Life is very difficult now. You are taxed from left to right. You are taxed twice as much for the land, fuel, and taxed for looking after sick people.
One gets the impression that many of these government officials are rogues who only want to steal everything at once and kill the business. It's just as if they want to kill the goose that lays the golden egg. It is for this reason that most trained Cameroonian medics are today abroad. If I were a younger man, I won't be in Cameroon today.
... the government should stop being corrupt. The proceeds from corrupt money from this country are enough to pay our debts three to five times over. If they brought all that money, they will not need to tax us as they are doing now.
Secondly, they should be more efficient in the way they do things. Some members of government are most inefficient. They are crooks. This country is a very rich one. If it wasn't rich, there would have been a civil war. People have enough to eat. When they eat, they go to sleep.
Look at how they take state money and store in European banks. When they die, all this money is lost because nobody can bring it back; not even their wives. It is very bad. If I had the authority, I would put all those crooks on the wall and shoot them down as an example for the country.
...I think we get a government that we deserve. Cameroonians are very docile and nothing upsets them.
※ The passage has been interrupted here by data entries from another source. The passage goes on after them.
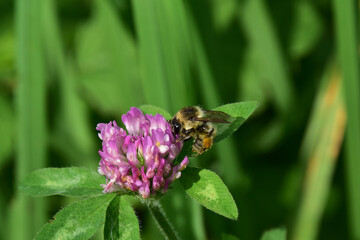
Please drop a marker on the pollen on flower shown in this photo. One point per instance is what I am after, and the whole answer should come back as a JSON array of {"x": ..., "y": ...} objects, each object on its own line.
[{"x": 140, "y": 159}]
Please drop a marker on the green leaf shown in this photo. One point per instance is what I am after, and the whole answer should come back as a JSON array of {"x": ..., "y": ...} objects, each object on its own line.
[
  {"x": 208, "y": 189},
  {"x": 72, "y": 181},
  {"x": 153, "y": 110},
  {"x": 165, "y": 226},
  {"x": 121, "y": 221},
  {"x": 275, "y": 234},
  {"x": 239, "y": 112},
  {"x": 79, "y": 220}
]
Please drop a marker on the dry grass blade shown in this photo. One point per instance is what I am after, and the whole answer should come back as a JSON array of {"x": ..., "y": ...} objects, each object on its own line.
[{"x": 320, "y": 149}]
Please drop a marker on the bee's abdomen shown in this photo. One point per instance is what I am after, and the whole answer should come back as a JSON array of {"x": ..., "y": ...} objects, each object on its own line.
[{"x": 202, "y": 144}]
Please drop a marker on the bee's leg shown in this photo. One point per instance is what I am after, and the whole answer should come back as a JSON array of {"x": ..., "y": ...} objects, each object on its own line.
[{"x": 198, "y": 147}]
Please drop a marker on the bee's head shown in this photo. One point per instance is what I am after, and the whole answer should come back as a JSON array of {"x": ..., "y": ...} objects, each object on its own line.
[{"x": 175, "y": 126}]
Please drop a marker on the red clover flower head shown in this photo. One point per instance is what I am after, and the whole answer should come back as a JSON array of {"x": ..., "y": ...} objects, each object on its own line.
[{"x": 141, "y": 159}]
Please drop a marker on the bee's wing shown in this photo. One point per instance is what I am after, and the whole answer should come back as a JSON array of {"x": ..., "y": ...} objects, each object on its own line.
[{"x": 215, "y": 117}]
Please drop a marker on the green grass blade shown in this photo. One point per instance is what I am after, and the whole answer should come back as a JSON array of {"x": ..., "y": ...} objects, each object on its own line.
[
  {"x": 274, "y": 234},
  {"x": 107, "y": 59},
  {"x": 207, "y": 188},
  {"x": 29, "y": 214},
  {"x": 153, "y": 74},
  {"x": 7, "y": 129},
  {"x": 226, "y": 153},
  {"x": 320, "y": 150},
  {"x": 347, "y": 30},
  {"x": 258, "y": 26},
  {"x": 73, "y": 111}
]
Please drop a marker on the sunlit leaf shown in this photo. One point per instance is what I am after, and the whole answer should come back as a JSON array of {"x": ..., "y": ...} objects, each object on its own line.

They will answer you: "on va faire comment?", meaning “what can one do?”, implying that they are willing to lick the people’s boots to get by. We don't behave like people who can stand up and face situations. We prefer not to.
Prof. Ngu at a Glance
Born: 1926, Buea, Republic of Cameroon
Education: Secondary schooling in Sasse, Cameroon, and Ibadan, Nigeria; University of Ibadan (1948 – 1950); St Mary’s Hospital Medical School, University of London (1951–1954).
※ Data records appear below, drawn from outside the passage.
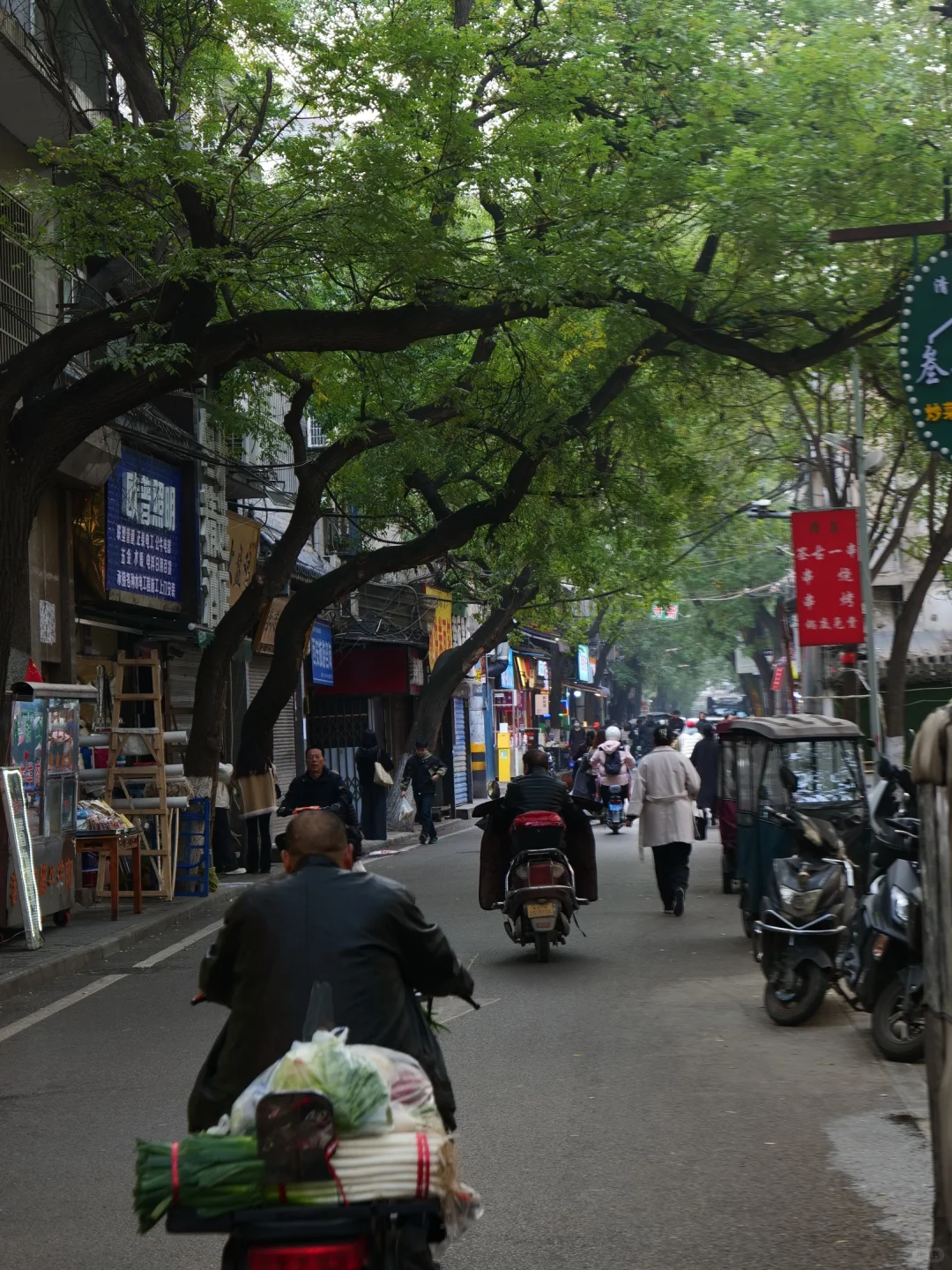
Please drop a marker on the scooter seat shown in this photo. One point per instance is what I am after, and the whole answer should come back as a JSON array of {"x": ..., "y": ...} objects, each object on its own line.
[{"x": 537, "y": 820}]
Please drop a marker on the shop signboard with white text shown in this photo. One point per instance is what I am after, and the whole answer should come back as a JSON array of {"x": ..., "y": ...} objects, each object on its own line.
[{"x": 144, "y": 533}]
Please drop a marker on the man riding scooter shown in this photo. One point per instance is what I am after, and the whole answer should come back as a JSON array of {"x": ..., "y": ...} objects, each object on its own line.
[
  {"x": 612, "y": 764},
  {"x": 536, "y": 790}
]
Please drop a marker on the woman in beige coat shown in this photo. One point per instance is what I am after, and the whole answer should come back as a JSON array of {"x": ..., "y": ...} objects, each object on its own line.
[{"x": 664, "y": 787}]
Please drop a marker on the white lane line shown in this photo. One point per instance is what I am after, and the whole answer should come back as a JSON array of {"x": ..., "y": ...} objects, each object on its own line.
[
  {"x": 63, "y": 1004},
  {"x": 456, "y": 1009},
  {"x": 176, "y": 947}
]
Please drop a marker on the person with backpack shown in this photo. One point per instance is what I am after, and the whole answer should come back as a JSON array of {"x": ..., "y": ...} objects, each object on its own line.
[{"x": 612, "y": 762}]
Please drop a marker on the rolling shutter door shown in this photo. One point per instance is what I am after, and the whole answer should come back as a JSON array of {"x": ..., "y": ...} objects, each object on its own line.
[{"x": 285, "y": 732}]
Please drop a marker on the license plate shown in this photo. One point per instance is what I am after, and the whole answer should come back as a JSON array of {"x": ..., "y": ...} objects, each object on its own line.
[{"x": 539, "y": 909}]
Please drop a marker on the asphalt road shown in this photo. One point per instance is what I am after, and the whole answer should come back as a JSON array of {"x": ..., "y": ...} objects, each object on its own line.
[{"x": 626, "y": 1105}]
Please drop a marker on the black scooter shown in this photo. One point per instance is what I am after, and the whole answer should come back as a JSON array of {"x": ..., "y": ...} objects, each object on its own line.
[
  {"x": 883, "y": 964},
  {"x": 804, "y": 918}
]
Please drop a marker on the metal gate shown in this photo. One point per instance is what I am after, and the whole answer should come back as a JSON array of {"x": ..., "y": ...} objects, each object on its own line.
[{"x": 337, "y": 725}]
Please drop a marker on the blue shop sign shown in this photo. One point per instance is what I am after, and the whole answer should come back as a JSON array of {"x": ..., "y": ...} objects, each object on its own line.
[
  {"x": 322, "y": 655},
  {"x": 144, "y": 530}
]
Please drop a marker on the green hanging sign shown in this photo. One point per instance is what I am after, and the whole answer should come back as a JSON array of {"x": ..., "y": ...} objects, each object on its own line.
[{"x": 926, "y": 352}]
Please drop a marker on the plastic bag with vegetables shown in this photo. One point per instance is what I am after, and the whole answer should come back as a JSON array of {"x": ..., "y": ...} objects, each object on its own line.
[{"x": 349, "y": 1079}]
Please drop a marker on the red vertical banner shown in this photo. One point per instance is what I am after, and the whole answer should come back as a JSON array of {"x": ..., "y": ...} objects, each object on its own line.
[{"x": 827, "y": 564}]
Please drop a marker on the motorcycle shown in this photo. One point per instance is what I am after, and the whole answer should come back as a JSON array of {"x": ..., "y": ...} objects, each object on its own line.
[
  {"x": 883, "y": 964},
  {"x": 614, "y": 808},
  {"x": 539, "y": 885},
  {"x": 805, "y": 915}
]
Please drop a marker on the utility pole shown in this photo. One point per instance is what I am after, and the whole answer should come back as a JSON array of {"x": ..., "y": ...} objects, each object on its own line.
[{"x": 865, "y": 562}]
Career: Professor of Surgery, University of Ibadan (1965-1971); Professor of Surgery, Université de Yaoundé (1971-1974); Vice Chancellor, Université de Yaoundé (1974-1982); President of the Association of African Universities (1981-1982); Minister of Public Health, Government of Cameroon (1984-1988); Director of the Cancer Research Laboratory, Université de Yaoundé (1984); Founder - Hope Clinic Cameroon (1991).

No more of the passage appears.